With sleep medications bringing significant side effects and the risk of reliance (Buscemi et al, 2007) and awareness of the recommended treatment for insomnia, CBT for insomnia, being low even in the medical community, it’s understandable why people would look to natural sleep remedies.

But just how common are natural “sleep aids” like chamomile? And does chamomile even help with a sleep problem like insomnia?

How Popular Are Natural Sleep Aids Like Chamomile?

A significant number of people with sleep problems use complementary and alternative medicine, often called CAM, to manage their symptoms. Studies, such as the US National Health Interview Survey often find around 4.5% of respondents with sleep problems used some form of CAM, representing more than 1.6 million adults in the U.S. alone (Pearson et al., 2006).

More focused studies have found that 15% of adults reported using an herbal or dietary product for sleep, which was even more than the 11% who used a prescription sleep medication (Morin et al., 2006).

How Is Chamomile Thought To Help Sleep?

Among these natural products, German chamomile (Matricaria recutita) is the most widely used herbal for promoting sleep (Sanchez-Ortuno et al., 2009). Its use as a calming agent and sleep aid dates back hundreds of years. Scientists believe its effects come from a specific flavonoid, a type of natural compound, called apigenin. Preclinical studies suggest that apigenin produces its sedative effects by acting on calming pathways in the brain, much like many prescription sleep medications do (Viola et al., 1995).

Despite this long history and widespread use, rigorous clinical studies on chamomile for chronic insomnia have been lacking.
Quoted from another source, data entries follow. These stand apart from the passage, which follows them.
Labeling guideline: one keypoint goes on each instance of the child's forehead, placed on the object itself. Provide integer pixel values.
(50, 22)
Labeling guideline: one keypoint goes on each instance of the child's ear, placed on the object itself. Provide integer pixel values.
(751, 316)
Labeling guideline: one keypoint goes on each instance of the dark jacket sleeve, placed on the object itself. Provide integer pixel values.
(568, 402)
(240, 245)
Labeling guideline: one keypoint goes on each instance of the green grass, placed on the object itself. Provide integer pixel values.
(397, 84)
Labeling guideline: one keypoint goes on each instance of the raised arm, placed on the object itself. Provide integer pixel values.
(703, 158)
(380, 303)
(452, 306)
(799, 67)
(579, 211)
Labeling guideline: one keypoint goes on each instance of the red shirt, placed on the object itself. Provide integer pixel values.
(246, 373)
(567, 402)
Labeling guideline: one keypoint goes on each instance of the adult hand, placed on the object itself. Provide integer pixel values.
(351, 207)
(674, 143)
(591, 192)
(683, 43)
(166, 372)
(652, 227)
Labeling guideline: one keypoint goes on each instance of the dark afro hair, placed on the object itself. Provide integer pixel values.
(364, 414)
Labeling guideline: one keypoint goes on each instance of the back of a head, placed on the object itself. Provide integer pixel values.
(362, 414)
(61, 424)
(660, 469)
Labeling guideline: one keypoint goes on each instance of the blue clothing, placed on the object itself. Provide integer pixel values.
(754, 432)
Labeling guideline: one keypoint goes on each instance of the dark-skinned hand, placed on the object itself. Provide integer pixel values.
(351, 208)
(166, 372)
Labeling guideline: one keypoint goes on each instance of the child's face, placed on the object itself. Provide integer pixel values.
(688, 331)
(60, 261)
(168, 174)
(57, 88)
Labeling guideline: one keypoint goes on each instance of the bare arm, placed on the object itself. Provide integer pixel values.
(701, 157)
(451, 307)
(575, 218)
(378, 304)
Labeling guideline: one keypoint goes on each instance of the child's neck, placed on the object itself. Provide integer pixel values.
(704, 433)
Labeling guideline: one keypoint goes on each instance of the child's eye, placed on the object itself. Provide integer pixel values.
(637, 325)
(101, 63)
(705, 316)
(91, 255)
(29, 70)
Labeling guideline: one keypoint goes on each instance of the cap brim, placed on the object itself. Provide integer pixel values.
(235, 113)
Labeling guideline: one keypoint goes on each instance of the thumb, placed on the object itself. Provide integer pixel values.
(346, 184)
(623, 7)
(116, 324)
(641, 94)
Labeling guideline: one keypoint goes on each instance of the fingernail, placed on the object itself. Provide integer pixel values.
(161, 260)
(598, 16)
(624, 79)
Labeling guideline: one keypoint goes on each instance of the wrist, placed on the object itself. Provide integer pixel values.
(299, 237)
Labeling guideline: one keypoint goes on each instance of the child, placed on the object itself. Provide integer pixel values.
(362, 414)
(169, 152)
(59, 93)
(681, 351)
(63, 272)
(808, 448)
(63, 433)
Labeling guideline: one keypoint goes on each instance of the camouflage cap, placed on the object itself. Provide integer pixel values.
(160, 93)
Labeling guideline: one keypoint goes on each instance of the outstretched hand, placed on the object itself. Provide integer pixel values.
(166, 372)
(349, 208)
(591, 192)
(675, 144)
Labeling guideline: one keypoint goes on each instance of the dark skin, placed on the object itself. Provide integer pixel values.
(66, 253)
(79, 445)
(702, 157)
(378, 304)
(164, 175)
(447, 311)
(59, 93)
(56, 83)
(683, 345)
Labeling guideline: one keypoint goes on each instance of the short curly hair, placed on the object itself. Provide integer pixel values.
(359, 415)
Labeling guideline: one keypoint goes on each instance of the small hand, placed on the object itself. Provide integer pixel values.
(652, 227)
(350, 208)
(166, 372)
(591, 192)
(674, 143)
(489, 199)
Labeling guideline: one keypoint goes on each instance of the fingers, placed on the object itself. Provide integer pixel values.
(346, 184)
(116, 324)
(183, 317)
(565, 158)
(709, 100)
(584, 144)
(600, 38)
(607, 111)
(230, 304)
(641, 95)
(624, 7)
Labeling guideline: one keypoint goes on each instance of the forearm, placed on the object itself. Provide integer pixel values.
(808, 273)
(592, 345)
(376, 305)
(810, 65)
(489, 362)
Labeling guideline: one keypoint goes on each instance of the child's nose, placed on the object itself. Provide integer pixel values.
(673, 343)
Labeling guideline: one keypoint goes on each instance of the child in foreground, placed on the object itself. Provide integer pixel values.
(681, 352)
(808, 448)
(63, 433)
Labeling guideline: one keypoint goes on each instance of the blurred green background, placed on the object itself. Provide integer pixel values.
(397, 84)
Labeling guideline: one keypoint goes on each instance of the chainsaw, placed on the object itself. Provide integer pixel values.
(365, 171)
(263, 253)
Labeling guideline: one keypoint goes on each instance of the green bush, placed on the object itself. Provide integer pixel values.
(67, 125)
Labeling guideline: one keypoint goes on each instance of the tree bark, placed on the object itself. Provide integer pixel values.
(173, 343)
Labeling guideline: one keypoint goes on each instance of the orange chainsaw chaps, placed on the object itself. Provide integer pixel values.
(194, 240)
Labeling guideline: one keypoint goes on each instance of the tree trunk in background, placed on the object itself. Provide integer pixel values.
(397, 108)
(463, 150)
This gap in knowledge led a team of researchers to conduct a formal study to investigate its effects.

So let’s take a closer look at what they found.
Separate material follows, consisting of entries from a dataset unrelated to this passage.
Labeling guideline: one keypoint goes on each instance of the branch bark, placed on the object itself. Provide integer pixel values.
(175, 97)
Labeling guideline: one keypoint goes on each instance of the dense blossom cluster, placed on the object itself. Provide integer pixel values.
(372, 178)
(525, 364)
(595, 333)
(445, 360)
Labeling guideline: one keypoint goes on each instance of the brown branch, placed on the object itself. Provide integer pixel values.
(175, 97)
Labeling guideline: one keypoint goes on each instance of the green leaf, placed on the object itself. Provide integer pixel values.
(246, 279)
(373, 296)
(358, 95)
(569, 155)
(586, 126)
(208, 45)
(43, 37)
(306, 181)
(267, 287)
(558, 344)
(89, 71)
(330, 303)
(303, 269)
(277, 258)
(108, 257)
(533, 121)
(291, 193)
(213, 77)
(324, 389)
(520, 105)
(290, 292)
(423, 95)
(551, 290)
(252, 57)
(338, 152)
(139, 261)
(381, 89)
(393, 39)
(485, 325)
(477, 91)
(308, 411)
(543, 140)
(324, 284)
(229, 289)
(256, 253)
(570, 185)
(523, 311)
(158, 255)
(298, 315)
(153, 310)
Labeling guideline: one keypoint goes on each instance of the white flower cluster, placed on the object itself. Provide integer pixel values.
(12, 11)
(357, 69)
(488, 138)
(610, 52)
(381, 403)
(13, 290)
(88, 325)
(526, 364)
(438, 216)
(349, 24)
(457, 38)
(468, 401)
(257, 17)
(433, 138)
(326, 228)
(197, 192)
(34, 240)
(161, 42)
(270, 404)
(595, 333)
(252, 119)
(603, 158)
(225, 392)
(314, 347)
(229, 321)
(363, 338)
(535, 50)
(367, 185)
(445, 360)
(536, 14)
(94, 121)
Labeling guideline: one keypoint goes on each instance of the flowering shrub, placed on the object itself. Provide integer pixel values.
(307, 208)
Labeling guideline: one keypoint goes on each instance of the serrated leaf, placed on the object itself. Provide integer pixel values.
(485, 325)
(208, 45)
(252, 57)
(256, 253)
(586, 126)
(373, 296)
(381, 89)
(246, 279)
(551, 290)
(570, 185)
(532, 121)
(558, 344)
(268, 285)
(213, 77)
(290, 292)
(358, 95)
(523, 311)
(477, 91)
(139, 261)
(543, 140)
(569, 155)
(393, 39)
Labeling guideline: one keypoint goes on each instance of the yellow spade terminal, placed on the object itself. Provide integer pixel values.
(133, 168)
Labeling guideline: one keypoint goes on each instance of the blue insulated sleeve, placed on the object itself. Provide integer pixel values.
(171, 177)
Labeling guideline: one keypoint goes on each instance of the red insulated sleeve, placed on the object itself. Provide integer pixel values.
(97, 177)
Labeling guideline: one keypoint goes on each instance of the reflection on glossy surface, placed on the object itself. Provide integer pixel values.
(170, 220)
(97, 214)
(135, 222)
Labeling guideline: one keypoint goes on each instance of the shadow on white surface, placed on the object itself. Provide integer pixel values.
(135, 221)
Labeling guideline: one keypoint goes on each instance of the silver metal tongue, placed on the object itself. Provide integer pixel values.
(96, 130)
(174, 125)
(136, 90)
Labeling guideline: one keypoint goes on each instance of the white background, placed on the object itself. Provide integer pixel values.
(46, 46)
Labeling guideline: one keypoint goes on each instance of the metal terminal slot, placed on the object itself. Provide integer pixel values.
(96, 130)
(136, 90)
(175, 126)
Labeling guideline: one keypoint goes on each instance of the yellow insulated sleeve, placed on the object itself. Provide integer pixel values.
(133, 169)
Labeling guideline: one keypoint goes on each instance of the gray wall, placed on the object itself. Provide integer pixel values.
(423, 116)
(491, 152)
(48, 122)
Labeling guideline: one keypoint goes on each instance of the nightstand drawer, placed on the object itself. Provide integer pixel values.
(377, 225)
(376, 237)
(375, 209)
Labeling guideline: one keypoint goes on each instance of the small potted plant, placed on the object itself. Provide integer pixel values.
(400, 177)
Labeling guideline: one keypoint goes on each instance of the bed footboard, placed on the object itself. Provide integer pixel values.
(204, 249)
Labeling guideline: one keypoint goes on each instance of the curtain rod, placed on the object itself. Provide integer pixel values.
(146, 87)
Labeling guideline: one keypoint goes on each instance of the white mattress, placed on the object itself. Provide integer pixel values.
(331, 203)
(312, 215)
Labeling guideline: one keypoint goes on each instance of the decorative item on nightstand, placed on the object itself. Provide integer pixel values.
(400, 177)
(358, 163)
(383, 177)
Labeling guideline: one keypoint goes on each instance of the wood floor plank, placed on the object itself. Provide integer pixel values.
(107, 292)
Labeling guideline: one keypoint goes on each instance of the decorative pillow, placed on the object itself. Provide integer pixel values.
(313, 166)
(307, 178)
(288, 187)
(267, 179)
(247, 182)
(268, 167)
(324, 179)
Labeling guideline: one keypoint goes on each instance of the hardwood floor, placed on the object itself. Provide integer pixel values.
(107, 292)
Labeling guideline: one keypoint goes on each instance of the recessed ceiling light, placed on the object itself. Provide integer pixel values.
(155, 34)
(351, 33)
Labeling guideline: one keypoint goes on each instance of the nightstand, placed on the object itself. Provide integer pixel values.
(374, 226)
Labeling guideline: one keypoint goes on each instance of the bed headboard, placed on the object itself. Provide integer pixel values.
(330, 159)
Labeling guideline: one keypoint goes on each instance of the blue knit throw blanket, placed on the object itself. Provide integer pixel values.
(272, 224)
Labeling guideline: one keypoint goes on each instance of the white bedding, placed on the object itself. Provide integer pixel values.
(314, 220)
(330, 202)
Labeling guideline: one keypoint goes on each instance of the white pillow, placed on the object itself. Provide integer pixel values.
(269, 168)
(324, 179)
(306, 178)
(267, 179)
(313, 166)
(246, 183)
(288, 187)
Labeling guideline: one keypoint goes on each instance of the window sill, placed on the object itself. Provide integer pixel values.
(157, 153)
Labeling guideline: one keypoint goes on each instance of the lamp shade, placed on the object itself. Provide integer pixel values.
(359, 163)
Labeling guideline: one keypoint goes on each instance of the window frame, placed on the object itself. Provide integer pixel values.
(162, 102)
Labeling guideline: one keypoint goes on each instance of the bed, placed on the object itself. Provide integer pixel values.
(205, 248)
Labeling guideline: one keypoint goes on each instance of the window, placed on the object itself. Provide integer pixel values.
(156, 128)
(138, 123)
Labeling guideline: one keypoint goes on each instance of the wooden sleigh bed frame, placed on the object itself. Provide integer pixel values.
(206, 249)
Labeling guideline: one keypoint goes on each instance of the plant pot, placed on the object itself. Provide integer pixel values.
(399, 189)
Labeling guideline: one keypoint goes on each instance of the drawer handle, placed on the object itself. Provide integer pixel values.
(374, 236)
How Was This Chamomile For Insomnia Study Designed?

To get a clear and unbiased answer, researchers designed a randomized, double-blind, placebo-controlled pilot trial - the gold standard for clinical research (Zick et al., 2011).

Here’s what those terms mean:

  • Randomized: The 34 participants, all of whom had chronic primary insomnia for at least six months, were assigned by chance to one of two groups.

  • Placebo-Controlled: One group received capsules of a high-grade, standardized chamomile extract (270 mg twice a day). The other group received a placebo, an identical-looking capsule with no active ingredient. Using a placebo allows researchers to separate the actual effects of the treatment from the placebo effect, where a person feels better simply because they believe they are receiving a real treatment.

  • Double-Blind: This is an important step to prevent bias. Neither the participants nor the researchers interacting with them knew who was receiving chamomile and who was receiving the placebo until the study was over and the data was analyzed.

The study lasted for 28 days. Participants kept detailed sleep diaries for the week before the study began and for the final week of the study. These diaries tracked key sleep metrics like how long it took to fall asleep, how many times they woke up, and total sleep time. They also completed questionnaires about daytime symptoms, such as fatigue.

The main question was straightforward: would four weeks of chamomile extract improve sleep more than a placebo?

Does Chamomile Improve Total Sleep Time or Sleep Quality?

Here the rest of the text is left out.